Mme la présidente. La parole est à Mme Brigitte Lherbier.

Mme Brigitte Lherbier. Monsieur le secrétaire d’État, si les divergences d’opinions sont nécessaires pour faire vivre notre démocratie, les discours de haine, l’expression de propos discriminatoires ou les appels à la violence doivent naturellement être sanctionnés. De tels propos nuisent en effet à l’essence même de notre État de droit et au débat républicain.

Certains, dans l’hémicycle ou sur les bancs des ministres, en ont déjà été la cible.

J’ai eu l’occasion de travailler avec l’association Point de contact, reconnue pour son expertise dans la lutte contre les contenus pédopornographiques et terroristes. Cette association avait été présentée par le général de gendarmerie Watin-Augouard, fondateur du forum international de cybercriminalité, qui se tient tous les ans à Lille. Créée en 1998, Point de contact est une plateforme de signalement de contenus illicites et haineux à destination du grand public.

Après avoir trié et qualifié juridiquement les contenus signalés, cette association permet de transmettre à la plateforme Pharos du ministère de l’intérieur les alertes repérées pour que les autorités puissent ouvrir des enquêtes et engager d’éventuelles poursuites judiciaires.

Les membres de structures comme celles-ci sont durement exposés, physiquement et psychologiquement, à la haine et à la violence qui se déchaînent sans filtre sur internet – sans parler des images insoutenables qu’elles sont parfois amenées à visionner.

Ces organismes mettent notamment à la disposition de leurs employés des psychologues pour les suivre. D’ailleurs, de nombreux professionnels de la modération de contenus demandent que leur profession soit reconnue par la médecine du travail comme étant de grande pénibilité.

Monsieur le secrétaire d’État, que pensez-vous de cette demande légitime ? Il faut aider ces structures, surchargées et en sous-effectifs, qui manquent de moyens. Car elles peuvent faire beaucoup dans cette lutte contre la haine.

Mme la présidente. La parole est à M. le secrétaire d’État.

M. Cédric O, secrétaire dÉtat auprès du ministre de léconomie, des finances et de la relance et de la ministre de la cohésion des territoires et des relations avec les collectivités territoriales, chargé de la transition numérique et des communications électroniques. Madame la sénatrice, puisque vous la citez, je vous indique que l’association Point de contact fait partie du groupe de contact permanent où siègent le ministère de l’intérieur, les plateformes et un certain nombre d’associations, d’ONG ou d’intervenants œuvrant dans ce domaine.
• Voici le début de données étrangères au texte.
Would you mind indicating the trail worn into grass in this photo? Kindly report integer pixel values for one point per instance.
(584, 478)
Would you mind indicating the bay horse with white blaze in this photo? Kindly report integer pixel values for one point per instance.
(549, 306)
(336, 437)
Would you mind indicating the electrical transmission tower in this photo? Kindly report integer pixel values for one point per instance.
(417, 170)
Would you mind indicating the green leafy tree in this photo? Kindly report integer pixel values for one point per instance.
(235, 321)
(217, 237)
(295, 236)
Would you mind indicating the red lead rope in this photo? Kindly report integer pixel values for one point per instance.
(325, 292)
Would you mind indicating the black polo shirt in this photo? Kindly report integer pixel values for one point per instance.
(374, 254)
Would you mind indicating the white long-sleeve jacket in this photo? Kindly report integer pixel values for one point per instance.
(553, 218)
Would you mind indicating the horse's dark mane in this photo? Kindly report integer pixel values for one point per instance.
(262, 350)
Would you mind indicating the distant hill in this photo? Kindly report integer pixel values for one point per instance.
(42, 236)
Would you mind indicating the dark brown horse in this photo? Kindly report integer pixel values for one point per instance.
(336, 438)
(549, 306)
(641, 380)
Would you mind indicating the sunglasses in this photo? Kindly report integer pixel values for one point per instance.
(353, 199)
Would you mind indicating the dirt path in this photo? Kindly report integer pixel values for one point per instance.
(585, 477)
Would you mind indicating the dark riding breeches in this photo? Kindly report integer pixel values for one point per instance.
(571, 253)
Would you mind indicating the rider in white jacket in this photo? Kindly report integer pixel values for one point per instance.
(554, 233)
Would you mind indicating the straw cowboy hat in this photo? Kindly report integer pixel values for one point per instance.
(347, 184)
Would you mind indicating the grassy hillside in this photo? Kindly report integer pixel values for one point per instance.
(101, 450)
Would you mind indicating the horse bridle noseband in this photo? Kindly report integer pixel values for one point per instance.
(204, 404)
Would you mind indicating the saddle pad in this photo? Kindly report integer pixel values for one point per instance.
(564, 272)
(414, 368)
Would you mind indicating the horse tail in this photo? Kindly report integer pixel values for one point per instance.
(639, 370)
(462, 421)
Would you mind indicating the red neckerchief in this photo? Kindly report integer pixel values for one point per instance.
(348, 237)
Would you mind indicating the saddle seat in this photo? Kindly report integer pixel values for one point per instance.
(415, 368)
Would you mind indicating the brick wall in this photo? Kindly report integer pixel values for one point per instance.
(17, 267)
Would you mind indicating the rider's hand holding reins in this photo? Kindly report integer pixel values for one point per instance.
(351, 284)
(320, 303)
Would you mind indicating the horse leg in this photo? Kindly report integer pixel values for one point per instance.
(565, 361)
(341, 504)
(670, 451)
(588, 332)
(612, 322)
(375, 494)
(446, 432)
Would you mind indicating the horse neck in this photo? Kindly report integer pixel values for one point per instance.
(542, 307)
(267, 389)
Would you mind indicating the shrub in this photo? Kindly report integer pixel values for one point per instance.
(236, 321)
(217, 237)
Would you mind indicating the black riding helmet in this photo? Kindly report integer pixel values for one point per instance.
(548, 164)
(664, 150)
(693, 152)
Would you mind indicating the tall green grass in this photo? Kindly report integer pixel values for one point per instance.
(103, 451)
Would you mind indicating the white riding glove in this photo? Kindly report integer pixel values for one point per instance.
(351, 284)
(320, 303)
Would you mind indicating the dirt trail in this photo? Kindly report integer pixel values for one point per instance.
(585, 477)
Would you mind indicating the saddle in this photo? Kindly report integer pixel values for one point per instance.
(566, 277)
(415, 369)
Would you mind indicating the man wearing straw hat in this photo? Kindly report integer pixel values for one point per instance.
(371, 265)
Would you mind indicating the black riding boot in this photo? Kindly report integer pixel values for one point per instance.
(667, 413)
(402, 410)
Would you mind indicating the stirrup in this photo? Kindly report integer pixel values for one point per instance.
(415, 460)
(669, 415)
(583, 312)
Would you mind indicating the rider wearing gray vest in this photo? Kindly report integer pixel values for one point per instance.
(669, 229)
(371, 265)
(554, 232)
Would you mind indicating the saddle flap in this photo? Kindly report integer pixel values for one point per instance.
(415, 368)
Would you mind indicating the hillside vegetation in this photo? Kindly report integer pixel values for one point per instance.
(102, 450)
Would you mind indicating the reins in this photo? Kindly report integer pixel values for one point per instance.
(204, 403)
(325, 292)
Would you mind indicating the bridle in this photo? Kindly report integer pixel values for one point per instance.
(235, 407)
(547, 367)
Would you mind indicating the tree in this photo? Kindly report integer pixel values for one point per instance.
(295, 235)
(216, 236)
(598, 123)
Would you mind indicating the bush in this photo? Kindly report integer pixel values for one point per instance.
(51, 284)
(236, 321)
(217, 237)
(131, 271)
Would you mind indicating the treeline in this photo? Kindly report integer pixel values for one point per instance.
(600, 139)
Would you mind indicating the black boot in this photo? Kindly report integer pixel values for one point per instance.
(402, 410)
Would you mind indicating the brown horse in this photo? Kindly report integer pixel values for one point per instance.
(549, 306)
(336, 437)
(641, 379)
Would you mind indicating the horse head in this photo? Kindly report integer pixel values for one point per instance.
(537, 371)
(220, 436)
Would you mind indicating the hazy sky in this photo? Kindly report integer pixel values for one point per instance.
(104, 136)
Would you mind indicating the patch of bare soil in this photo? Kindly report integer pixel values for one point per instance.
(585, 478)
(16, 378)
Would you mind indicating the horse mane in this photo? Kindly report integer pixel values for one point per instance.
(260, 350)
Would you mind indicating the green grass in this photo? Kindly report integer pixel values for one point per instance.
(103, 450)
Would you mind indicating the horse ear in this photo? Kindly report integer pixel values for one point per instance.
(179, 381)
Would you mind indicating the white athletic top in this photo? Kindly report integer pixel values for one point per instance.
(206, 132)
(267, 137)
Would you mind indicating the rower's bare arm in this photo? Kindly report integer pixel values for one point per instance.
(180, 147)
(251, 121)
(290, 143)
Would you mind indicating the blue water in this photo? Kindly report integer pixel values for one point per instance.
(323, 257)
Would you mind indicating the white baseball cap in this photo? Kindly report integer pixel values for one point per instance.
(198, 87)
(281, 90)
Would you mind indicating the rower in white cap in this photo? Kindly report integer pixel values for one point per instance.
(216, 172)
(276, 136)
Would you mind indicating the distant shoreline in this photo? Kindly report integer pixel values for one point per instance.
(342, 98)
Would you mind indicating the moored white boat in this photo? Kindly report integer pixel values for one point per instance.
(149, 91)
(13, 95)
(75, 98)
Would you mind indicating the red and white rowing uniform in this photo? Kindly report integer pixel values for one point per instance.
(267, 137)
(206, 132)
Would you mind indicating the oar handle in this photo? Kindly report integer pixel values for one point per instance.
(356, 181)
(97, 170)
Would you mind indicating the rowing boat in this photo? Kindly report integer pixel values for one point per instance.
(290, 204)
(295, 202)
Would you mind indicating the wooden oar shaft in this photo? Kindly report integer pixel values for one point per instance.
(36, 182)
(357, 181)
Nous sommes là face à un sujet de société, qui ne concerne pas seulement le Gouvernement et les institutions. Si nous voulons faire progresser notre société, réussir à faire reculer la haine en ligne, expliquer aux jeunes et aux moins jeunes ce qu’il est possible de faire sur internet et ce qu’il n’est pas possible d’y faire – ce qui n’est pas tout à fait évident –, nous avons besoin de tout le monde : les associations, les éducateurs de terrain, les professeurs, les policiers, les juges, etc. Les médias ont également un rôle indispensable à jouer.

Vous évoquez le rôle des modérateurs, qui font un travail extrêmement pénible. Vous avez raison : il faut réaliser ce en quoi consiste la journée de travail d’un modérateur, qu’il exerce dans les médias ou qu’il soit chargé d’expurger les contenus haineux.
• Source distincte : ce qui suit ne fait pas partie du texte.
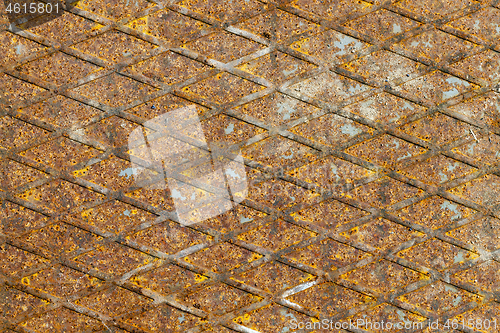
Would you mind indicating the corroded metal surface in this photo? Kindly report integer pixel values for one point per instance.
(370, 135)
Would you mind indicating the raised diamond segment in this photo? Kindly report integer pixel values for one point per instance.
(384, 108)
(114, 46)
(114, 90)
(395, 276)
(438, 46)
(385, 67)
(169, 68)
(381, 234)
(382, 24)
(59, 68)
(277, 67)
(440, 298)
(178, 27)
(277, 109)
(278, 24)
(328, 299)
(206, 268)
(330, 46)
(226, 299)
(14, 47)
(435, 212)
(223, 46)
(436, 254)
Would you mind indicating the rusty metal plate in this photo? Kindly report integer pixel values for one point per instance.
(250, 166)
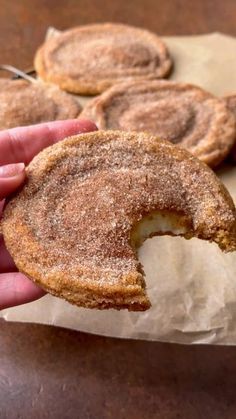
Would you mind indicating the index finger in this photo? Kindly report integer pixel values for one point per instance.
(23, 143)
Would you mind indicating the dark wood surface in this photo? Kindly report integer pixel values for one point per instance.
(49, 372)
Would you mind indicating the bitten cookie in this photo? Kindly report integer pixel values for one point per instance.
(92, 199)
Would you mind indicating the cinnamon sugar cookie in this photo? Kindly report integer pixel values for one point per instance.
(24, 103)
(182, 113)
(231, 104)
(92, 199)
(89, 59)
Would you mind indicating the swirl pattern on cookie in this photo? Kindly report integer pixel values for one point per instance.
(24, 103)
(89, 59)
(92, 199)
(182, 113)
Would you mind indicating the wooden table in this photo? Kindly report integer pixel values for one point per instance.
(49, 372)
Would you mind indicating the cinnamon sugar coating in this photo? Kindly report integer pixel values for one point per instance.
(24, 103)
(89, 59)
(75, 225)
(181, 113)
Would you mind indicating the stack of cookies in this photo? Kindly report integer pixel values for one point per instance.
(125, 67)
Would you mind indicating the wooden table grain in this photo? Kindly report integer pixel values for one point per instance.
(48, 372)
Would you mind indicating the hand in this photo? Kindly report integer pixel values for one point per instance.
(17, 147)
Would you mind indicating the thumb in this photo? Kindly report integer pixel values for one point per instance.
(11, 177)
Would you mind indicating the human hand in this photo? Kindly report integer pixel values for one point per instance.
(18, 146)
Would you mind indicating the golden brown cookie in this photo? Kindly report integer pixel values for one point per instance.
(24, 103)
(231, 104)
(92, 199)
(182, 113)
(89, 59)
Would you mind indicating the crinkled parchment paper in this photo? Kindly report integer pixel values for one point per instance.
(191, 284)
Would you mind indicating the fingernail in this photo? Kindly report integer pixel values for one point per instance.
(11, 170)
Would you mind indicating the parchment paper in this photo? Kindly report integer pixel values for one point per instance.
(191, 284)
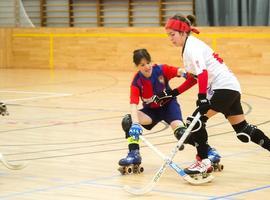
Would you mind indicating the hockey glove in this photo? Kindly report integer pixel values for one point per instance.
(135, 131)
(203, 104)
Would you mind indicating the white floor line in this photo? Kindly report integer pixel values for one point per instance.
(44, 96)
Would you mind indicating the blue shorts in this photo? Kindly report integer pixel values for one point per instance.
(169, 112)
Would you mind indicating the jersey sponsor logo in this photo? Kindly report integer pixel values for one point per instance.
(197, 63)
(216, 56)
(161, 79)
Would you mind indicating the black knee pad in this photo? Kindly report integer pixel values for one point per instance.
(179, 131)
(199, 124)
(126, 124)
(247, 132)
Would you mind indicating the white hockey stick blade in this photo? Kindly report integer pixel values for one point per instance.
(189, 179)
(11, 166)
(150, 186)
(193, 181)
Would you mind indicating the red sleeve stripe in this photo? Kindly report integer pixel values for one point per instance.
(203, 81)
(134, 95)
(190, 81)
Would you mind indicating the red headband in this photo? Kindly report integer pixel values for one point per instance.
(178, 25)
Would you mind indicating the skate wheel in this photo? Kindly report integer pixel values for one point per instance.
(121, 170)
(141, 169)
(129, 170)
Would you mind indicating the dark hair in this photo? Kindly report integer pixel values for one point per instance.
(139, 54)
(189, 19)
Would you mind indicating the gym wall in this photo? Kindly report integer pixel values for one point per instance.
(244, 49)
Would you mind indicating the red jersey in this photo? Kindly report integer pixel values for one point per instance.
(145, 88)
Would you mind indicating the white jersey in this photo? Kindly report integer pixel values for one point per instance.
(198, 56)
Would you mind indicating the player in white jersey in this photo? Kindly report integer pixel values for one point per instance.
(219, 91)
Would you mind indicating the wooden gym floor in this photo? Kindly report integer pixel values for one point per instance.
(66, 125)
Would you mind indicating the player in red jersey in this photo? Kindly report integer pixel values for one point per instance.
(149, 81)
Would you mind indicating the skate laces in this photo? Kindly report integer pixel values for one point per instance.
(195, 164)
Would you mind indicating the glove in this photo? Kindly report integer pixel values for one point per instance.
(3, 109)
(135, 131)
(203, 104)
(165, 96)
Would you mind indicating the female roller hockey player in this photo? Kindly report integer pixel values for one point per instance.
(147, 82)
(219, 91)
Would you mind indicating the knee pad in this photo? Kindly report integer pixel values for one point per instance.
(245, 132)
(126, 124)
(179, 132)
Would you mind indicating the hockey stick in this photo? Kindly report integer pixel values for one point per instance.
(175, 167)
(161, 170)
(9, 165)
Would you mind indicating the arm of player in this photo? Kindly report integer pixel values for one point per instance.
(136, 129)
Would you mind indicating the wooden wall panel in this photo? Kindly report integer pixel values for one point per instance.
(5, 47)
(244, 49)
Pour ma part, j’ai vu et revu, pour des raisons professionnelles, les images des attentats survenus au Niger ou celles de la décapitation de Samuel Paty. À mon humble niveau, ces images sont difficiles à voir, mais j’y étais obligé, devant rapidement alerter le patron de Twitter et celui de Facebook pour qu’ils les fassent retirer.

Ces images, je les ai vues une fois au cours de ma journée – sauf celles des attentats du Niger, que j’ai dû visionner à plusieurs reprises, étant en vacances à ce moment-là. Ces modérateurs, eux, ont le nez en permanence sur ces poubelles de notre société qu’ils sont chargés de vider.
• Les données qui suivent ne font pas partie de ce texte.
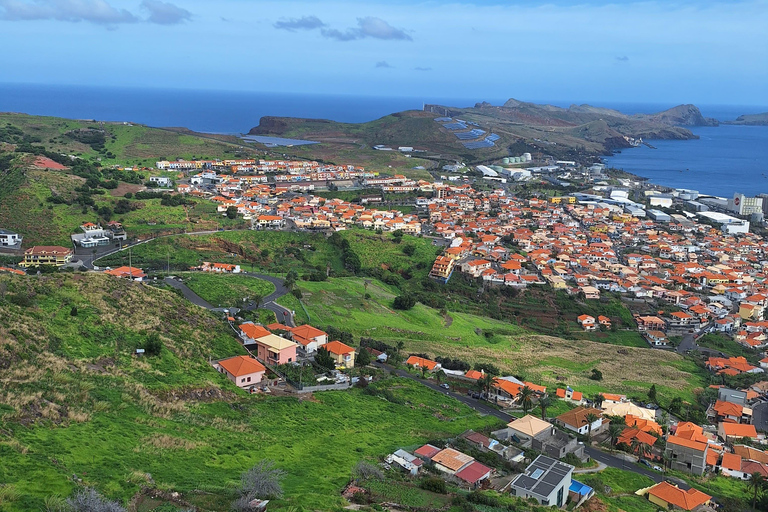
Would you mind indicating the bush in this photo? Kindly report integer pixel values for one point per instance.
(153, 346)
(88, 500)
(433, 484)
(404, 302)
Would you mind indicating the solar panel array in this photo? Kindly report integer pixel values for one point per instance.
(478, 144)
(472, 134)
(455, 126)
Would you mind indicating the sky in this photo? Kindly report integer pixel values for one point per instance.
(708, 52)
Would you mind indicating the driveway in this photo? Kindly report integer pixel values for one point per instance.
(483, 408)
(283, 315)
(760, 416)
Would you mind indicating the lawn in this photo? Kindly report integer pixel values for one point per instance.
(76, 401)
(227, 289)
(342, 302)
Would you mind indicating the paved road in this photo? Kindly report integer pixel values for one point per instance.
(482, 407)
(760, 416)
(283, 315)
(688, 343)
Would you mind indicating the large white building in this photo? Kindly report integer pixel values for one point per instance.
(744, 205)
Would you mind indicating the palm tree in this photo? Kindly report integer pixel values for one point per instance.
(756, 484)
(526, 399)
(485, 383)
(589, 419)
(544, 403)
(614, 431)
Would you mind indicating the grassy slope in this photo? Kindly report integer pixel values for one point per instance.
(244, 247)
(74, 400)
(227, 290)
(540, 359)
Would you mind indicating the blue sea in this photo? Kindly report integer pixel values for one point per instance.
(722, 161)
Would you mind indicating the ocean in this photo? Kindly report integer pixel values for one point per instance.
(724, 160)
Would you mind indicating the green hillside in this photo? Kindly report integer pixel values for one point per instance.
(75, 401)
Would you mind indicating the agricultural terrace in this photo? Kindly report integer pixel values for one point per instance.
(342, 302)
(76, 401)
(280, 251)
(227, 289)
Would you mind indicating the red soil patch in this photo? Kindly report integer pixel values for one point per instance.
(46, 163)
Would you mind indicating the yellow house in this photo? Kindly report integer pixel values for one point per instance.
(668, 496)
(344, 355)
(46, 255)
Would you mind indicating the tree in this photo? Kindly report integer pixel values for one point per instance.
(290, 279)
(614, 432)
(363, 357)
(589, 419)
(544, 403)
(88, 500)
(324, 359)
(756, 485)
(404, 302)
(366, 471)
(262, 481)
(485, 383)
(652, 393)
(526, 399)
(153, 346)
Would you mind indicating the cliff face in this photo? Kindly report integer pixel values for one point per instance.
(681, 115)
(751, 120)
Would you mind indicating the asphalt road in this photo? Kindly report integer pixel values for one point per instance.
(283, 315)
(760, 416)
(482, 407)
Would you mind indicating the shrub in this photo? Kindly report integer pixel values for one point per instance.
(404, 302)
(88, 500)
(433, 484)
(153, 345)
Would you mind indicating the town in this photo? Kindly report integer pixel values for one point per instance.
(686, 273)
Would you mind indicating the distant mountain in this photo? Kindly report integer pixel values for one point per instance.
(681, 115)
(579, 132)
(751, 120)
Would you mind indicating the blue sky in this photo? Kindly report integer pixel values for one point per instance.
(702, 52)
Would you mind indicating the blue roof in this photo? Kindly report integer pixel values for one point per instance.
(579, 488)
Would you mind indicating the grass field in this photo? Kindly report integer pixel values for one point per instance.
(227, 289)
(75, 401)
(541, 359)
(280, 251)
(341, 302)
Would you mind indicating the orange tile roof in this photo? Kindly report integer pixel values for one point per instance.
(338, 348)
(739, 430)
(420, 361)
(242, 365)
(686, 500)
(254, 331)
(687, 443)
(731, 461)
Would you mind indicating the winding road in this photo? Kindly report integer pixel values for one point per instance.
(283, 315)
(483, 408)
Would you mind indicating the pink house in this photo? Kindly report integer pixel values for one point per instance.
(243, 371)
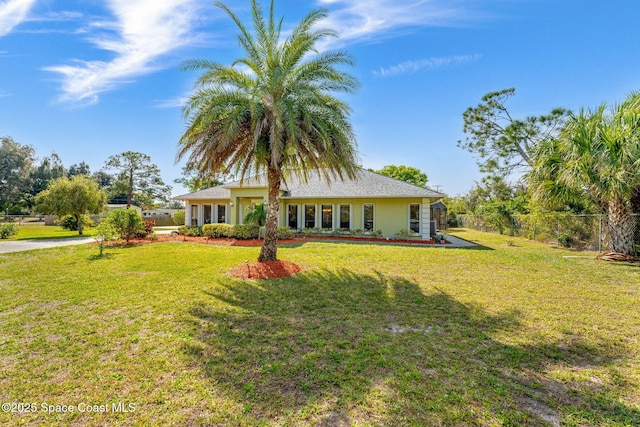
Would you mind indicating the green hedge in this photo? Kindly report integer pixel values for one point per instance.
(192, 230)
(246, 231)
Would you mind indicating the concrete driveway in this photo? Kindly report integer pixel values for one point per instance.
(7, 246)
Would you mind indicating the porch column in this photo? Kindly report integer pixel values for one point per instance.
(187, 213)
(200, 214)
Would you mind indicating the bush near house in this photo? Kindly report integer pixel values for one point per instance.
(7, 230)
(246, 231)
(190, 230)
(178, 218)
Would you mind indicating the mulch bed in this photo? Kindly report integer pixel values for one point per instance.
(258, 242)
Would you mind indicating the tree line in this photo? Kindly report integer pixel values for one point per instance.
(585, 162)
(128, 178)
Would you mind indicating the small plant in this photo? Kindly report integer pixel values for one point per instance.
(402, 234)
(127, 222)
(178, 218)
(7, 230)
(565, 240)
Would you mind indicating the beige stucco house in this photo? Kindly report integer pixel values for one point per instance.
(369, 202)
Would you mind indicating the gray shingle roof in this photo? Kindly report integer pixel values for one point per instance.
(218, 192)
(367, 184)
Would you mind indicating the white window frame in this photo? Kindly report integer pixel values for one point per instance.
(339, 219)
(333, 217)
(373, 227)
(419, 218)
(315, 215)
(211, 212)
(287, 219)
(216, 217)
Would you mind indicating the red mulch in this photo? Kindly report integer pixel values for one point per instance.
(204, 240)
(265, 270)
(258, 242)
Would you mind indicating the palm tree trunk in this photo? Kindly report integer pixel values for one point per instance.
(270, 245)
(79, 222)
(621, 232)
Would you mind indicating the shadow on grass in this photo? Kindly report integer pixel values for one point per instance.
(338, 348)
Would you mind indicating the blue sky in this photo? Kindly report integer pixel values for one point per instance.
(88, 79)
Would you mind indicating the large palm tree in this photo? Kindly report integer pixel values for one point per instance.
(597, 156)
(272, 111)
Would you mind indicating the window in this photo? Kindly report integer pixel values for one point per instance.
(222, 214)
(309, 216)
(208, 214)
(345, 216)
(292, 216)
(367, 216)
(414, 218)
(194, 214)
(327, 216)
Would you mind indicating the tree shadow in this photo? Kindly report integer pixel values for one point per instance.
(337, 348)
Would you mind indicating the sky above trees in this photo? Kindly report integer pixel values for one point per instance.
(87, 79)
Oui, c’est un métier extrêmement pénible. Pour autant, je serai très honnête avec vous : je ne sais que répondre spécifiquement à la question que vous me posez d’une reconnaissance de la pénibilité de leur travail, ne connaissant pas exactement le cadre juridique dans lequel il s’exerce. Mais il serait logique, en effet, de reconnaître son caractère difficile et pénible.

Mme la présidente. La parole est à Mme Brigitte Lherbier, pour la réplique.

Mme Brigitte Lherbier. Monsieur le secrétaire d’État, c’était pour moi l’occasion de mettre en avant le travail très important que font ces associations au regard du sujet dont nous débattons aujourd’hui.

Mme la présidente. La parole est à M. Guillaume Chevrollier.

M. Guillaume Chevrollier. Je salue l’initiative qui a été prise d’organiser ce débat intitulé : « Contenus haineux sur internet : en ligne ou hors ligne, la loi doit être la même. »

En effet, préserver la liberté d’expression, lutter contre les contenus haineux sans censurer : il est bien difficile de cerner cette limite par la loi dans un monde complexe, vous l’avez dit, monsieur le secrétaire d’État.

Nous devons protéger à tout prix cette liberté d’expression qui est garantie par la Constitution et qui pourtant recule partout en France.

Je le dis fermement : notre liberté d’expression n’est pas négociable. Mais la liberté d’expression n’est pas la seule valeur de notre société : il y a aussi le respect, la décence, le bien commun.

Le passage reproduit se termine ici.